It appears that doing a pip install does copy the etc/ and share/ files to the corresponding directories in the environment prefix.
Copying the files is straightforward enough, but would like to get some clarity on whether there is always going to be a data/
dir inside the <package>.data/
directory and if not, what that means.
It really is not documented in the wheel spec, but it appears that the .data
dir should contain one or more subdirs with one of the recognized path names. These are described in the sysconfig module doc: https://docs.python.org/3/library/sysconfig.html.

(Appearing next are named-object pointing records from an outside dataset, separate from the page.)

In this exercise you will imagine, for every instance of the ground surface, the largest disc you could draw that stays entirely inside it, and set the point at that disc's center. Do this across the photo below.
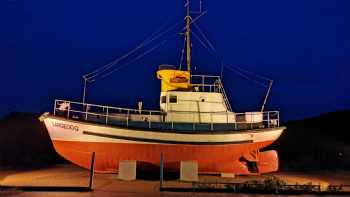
(109, 185)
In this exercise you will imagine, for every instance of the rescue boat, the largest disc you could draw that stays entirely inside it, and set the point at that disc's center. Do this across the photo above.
(194, 122)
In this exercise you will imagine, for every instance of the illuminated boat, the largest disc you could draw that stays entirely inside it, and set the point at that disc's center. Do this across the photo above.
(195, 122)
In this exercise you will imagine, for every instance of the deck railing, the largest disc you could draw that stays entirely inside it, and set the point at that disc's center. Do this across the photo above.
(153, 119)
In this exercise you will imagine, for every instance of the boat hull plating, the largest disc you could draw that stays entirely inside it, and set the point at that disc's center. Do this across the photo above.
(229, 152)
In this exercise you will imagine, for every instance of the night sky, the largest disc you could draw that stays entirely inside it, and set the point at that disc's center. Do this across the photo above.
(303, 45)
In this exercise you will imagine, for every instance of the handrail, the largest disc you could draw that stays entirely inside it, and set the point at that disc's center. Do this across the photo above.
(127, 115)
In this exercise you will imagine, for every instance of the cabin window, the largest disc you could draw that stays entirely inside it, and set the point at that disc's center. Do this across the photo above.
(163, 99)
(173, 99)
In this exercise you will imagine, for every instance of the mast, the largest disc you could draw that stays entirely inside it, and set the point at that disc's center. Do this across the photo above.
(188, 35)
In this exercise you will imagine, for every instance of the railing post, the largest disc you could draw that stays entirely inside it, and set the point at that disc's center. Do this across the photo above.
(54, 112)
(211, 121)
(172, 121)
(226, 117)
(92, 170)
(107, 111)
(203, 84)
(127, 118)
(149, 119)
(86, 110)
(251, 120)
(268, 119)
(161, 179)
(68, 109)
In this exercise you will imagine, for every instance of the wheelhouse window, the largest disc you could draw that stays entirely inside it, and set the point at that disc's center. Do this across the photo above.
(173, 99)
(163, 99)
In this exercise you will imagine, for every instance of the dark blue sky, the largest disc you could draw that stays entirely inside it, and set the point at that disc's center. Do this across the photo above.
(46, 46)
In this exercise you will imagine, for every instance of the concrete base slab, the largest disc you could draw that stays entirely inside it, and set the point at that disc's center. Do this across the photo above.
(127, 170)
(189, 171)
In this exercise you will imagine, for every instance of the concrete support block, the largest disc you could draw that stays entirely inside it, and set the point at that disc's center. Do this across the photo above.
(189, 171)
(227, 175)
(127, 170)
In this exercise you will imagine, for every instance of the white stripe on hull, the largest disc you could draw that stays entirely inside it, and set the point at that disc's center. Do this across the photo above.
(70, 130)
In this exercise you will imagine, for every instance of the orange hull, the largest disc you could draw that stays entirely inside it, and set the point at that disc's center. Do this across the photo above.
(231, 158)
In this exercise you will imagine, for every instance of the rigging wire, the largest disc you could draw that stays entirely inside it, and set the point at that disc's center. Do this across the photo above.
(182, 54)
(245, 76)
(205, 38)
(132, 61)
(144, 43)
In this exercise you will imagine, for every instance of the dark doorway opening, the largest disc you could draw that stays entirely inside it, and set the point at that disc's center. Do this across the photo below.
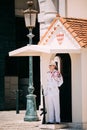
(65, 90)
(19, 67)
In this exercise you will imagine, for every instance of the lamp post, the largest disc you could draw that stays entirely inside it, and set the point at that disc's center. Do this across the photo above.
(30, 19)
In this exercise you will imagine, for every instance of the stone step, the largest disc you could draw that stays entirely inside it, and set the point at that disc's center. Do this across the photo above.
(64, 126)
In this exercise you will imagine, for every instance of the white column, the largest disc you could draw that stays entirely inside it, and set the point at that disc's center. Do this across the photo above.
(76, 88)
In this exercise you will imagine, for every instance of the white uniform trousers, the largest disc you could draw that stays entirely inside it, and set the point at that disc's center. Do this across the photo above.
(53, 108)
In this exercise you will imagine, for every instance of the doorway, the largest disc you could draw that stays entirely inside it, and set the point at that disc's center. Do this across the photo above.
(65, 90)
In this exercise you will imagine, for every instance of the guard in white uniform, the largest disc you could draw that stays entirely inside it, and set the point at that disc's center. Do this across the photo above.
(54, 80)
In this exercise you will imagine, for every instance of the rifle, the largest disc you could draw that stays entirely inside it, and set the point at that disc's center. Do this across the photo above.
(43, 109)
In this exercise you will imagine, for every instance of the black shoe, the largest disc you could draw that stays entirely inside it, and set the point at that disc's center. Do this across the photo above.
(57, 123)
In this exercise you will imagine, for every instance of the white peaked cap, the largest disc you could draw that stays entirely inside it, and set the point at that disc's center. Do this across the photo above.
(52, 62)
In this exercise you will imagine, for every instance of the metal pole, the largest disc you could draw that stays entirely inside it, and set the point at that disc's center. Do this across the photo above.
(31, 111)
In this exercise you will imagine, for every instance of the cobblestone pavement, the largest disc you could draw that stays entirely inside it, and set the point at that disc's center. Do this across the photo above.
(9, 120)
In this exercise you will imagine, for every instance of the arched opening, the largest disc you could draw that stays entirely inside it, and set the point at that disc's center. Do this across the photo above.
(65, 90)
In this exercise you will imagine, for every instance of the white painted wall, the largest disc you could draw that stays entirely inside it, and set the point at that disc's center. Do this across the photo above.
(77, 8)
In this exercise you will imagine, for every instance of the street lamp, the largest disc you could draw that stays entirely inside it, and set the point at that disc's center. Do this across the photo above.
(30, 20)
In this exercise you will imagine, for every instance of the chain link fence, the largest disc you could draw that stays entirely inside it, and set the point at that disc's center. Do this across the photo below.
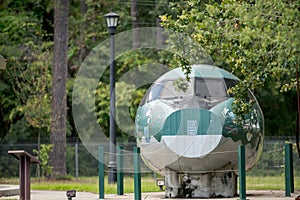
(271, 162)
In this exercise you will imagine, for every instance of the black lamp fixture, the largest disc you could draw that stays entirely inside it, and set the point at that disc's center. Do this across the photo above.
(112, 20)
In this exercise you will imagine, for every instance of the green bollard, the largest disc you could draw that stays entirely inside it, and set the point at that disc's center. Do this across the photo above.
(120, 176)
(289, 172)
(137, 174)
(101, 173)
(242, 173)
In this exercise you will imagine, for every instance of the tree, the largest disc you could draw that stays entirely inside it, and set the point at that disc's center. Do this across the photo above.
(59, 97)
(256, 40)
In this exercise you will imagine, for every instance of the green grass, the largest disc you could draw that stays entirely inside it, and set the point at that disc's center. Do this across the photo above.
(269, 183)
(90, 184)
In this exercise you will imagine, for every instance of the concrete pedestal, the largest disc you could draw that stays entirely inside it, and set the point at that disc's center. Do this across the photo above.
(204, 185)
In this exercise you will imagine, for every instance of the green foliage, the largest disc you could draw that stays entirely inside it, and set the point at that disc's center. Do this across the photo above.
(258, 41)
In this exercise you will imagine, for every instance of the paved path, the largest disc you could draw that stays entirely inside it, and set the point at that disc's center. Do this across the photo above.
(61, 195)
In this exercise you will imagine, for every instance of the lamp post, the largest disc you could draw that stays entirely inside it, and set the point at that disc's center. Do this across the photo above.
(112, 23)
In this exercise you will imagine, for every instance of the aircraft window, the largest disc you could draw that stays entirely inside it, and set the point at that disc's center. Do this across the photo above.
(152, 93)
(229, 84)
(155, 92)
(176, 89)
(210, 87)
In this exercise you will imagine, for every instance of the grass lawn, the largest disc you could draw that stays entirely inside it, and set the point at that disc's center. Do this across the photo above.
(90, 184)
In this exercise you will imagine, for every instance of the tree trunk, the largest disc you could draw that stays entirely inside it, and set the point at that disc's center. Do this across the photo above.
(59, 77)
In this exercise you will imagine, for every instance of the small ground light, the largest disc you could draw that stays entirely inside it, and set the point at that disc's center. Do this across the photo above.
(160, 184)
(71, 194)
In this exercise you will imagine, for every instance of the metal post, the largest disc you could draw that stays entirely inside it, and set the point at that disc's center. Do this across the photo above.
(101, 173)
(242, 173)
(137, 174)
(112, 173)
(120, 177)
(76, 160)
(289, 172)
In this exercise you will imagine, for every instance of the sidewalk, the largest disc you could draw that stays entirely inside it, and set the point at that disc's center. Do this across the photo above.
(60, 195)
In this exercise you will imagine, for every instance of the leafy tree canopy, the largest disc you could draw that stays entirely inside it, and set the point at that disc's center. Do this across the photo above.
(259, 41)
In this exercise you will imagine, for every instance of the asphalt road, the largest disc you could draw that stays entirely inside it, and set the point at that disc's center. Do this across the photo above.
(60, 195)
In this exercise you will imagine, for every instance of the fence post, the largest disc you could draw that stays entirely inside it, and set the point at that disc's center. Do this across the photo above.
(242, 173)
(76, 160)
(137, 174)
(289, 172)
(101, 173)
(120, 177)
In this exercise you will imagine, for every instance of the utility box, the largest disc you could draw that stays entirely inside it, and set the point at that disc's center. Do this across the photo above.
(24, 171)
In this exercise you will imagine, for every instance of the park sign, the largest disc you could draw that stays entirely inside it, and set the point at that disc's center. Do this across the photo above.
(2, 62)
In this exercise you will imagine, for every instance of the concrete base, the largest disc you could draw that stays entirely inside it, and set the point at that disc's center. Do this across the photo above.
(205, 185)
(9, 190)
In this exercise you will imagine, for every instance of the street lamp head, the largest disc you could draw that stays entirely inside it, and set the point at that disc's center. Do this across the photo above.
(112, 22)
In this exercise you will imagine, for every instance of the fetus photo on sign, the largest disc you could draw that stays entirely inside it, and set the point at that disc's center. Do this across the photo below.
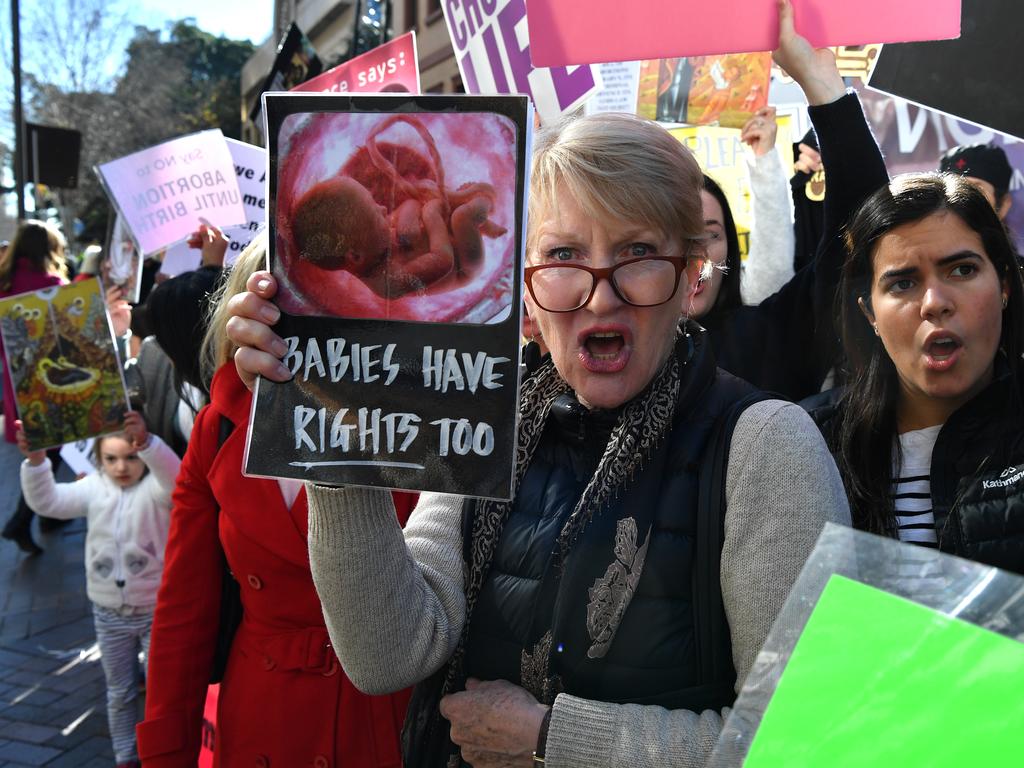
(400, 216)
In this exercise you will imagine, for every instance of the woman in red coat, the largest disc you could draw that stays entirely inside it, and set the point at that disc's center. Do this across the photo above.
(284, 699)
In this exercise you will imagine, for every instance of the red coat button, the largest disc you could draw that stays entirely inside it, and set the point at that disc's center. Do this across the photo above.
(332, 667)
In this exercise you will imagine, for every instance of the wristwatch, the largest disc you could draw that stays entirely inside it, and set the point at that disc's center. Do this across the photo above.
(542, 739)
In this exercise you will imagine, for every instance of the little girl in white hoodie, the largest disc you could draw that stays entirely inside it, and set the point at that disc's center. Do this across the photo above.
(127, 504)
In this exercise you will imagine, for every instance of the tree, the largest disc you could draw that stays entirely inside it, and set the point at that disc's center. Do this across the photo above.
(187, 82)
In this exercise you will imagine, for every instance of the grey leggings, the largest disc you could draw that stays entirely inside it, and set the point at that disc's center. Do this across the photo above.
(120, 638)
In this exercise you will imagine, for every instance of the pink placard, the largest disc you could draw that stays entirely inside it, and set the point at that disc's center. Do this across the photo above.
(580, 32)
(165, 190)
(388, 68)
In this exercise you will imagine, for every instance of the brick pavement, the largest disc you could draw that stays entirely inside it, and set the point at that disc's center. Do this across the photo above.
(52, 710)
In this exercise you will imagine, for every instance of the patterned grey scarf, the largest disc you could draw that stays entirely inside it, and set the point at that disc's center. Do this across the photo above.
(643, 424)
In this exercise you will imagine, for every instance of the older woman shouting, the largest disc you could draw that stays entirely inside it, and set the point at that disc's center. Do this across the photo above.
(608, 612)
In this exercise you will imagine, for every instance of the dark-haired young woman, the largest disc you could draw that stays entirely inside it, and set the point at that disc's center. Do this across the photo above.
(787, 343)
(929, 433)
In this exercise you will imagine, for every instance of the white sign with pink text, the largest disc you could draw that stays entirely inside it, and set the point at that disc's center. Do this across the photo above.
(165, 190)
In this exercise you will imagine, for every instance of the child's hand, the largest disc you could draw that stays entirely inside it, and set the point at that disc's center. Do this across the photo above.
(35, 457)
(136, 431)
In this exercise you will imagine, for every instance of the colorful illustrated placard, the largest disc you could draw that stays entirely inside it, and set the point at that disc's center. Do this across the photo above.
(396, 237)
(391, 68)
(164, 190)
(879, 680)
(725, 90)
(67, 375)
(250, 170)
(564, 33)
(494, 54)
(723, 157)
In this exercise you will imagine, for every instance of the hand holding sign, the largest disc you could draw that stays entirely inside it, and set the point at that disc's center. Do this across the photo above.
(211, 242)
(814, 70)
(760, 131)
(35, 457)
(259, 348)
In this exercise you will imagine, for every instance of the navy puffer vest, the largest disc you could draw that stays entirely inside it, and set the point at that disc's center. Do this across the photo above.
(653, 658)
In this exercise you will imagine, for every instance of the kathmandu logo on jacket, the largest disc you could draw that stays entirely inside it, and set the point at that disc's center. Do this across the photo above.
(1009, 476)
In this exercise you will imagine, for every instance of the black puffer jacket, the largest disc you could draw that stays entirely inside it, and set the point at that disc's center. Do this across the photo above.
(672, 648)
(977, 473)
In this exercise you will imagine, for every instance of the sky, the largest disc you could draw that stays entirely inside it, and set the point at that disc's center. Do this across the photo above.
(239, 19)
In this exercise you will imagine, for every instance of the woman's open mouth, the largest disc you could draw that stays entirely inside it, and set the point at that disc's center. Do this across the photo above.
(942, 350)
(604, 350)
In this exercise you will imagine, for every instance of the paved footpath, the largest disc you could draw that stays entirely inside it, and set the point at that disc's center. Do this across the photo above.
(52, 707)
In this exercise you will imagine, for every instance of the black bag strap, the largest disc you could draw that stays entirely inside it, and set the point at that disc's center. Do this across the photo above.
(712, 627)
(230, 593)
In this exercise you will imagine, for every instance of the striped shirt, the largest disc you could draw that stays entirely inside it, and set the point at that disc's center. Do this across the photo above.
(912, 487)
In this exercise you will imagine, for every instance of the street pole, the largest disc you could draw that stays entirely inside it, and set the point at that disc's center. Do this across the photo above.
(18, 125)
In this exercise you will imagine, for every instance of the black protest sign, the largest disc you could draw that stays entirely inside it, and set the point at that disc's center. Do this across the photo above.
(971, 78)
(396, 238)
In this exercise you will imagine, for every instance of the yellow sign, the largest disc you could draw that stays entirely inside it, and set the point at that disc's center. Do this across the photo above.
(723, 157)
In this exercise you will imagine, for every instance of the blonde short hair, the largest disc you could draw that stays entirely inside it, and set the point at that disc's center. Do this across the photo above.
(617, 166)
(217, 348)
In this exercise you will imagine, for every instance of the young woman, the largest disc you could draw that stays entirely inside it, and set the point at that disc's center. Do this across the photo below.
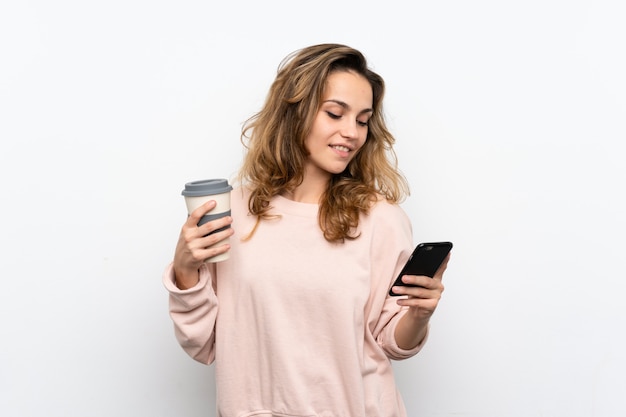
(298, 320)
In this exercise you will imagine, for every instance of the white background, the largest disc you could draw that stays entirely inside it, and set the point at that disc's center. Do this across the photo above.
(510, 120)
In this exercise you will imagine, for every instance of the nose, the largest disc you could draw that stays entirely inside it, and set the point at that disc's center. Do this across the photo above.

Each path can be looked up using sysconfig.get_paths()
.
>>> print(json.dumps(sysconfig.get_paths(), indent=2))
{
"stdlib": "/Users/Christopher.Barber/miniconda3/lib/python3.11",
"platstdlib": "/Users/Christopher.Barber/miniconda3/lib/python3.11",
"purelib": "/Users/Christopher.Barber/miniconda3/lib/python3.11/site-packages",
"platlib": "/Users/Christopher.Barber/miniconda3/lib/python3.11/site-packages",
"include": "/Users/Christopher.Barber/miniconda3/include/python3.11",
"platinclude": "/Users/Christopher.Barber/miniconda3/include/python3.11",
"scripts": "/Users/Christopher.Barber/miniconda3/bin",
"data": "/Users/Christopher.Barber/miniconda3"
}
So the data
key corresponds to the prefix root (or the root of the conda package) and the script
key corresponds to the bin
directory (at least on Mac/Linux). The others are locations inside of the python install on Mac/Linux. On Windows you get:
>>> print(json.dumps(sysconfig.get_paths("nt"), indent=2))
{
"stdlib": "/Users/Christopher.Barber/miniconda3/Lib",
"platstdlib": "/Users/Christopher.Barber/miniconda3/Lib",
"purelib": "/Users/Christopher.Barber/miniconda3/Lib/site-packages",
"platlib": "/Users/Christopher.Barber/miniconda3/Lib/site-packages",
"include": "/Users/Christopher.Barber/miniconda3/Include",
"platinclude": "/Users/Christopher.Barber/miniconda3/Include",
"scripts": "/Users/Christopher.Barber/miniconda3/Scripts",
"data": "/Users/Christopher.Barber/miniconda3"
}
So we can only support the data
key in nonarch packages (unless we want to copy to both bin and Scripts?)
So far I have only found wheels using the data
key since most script installs are handled using entry points.
So I think the plan should be to process any *.data
directories (there really will only be one, but pip install seems to accept multiple ones), and move any files under data/
to the root of the conda package and issue warnings or errors if there is anything else there.
I think that the scripts
directory probably maps to python-scripts
in the conda package.
Fixed in 24.1.1
See https://packaging.python.org/en/latest/specifications/binary-distribution-format/#the-data-directory
We do not do anything about this now.
Haven't seen this in the wild yet. Not sure what conda-build does.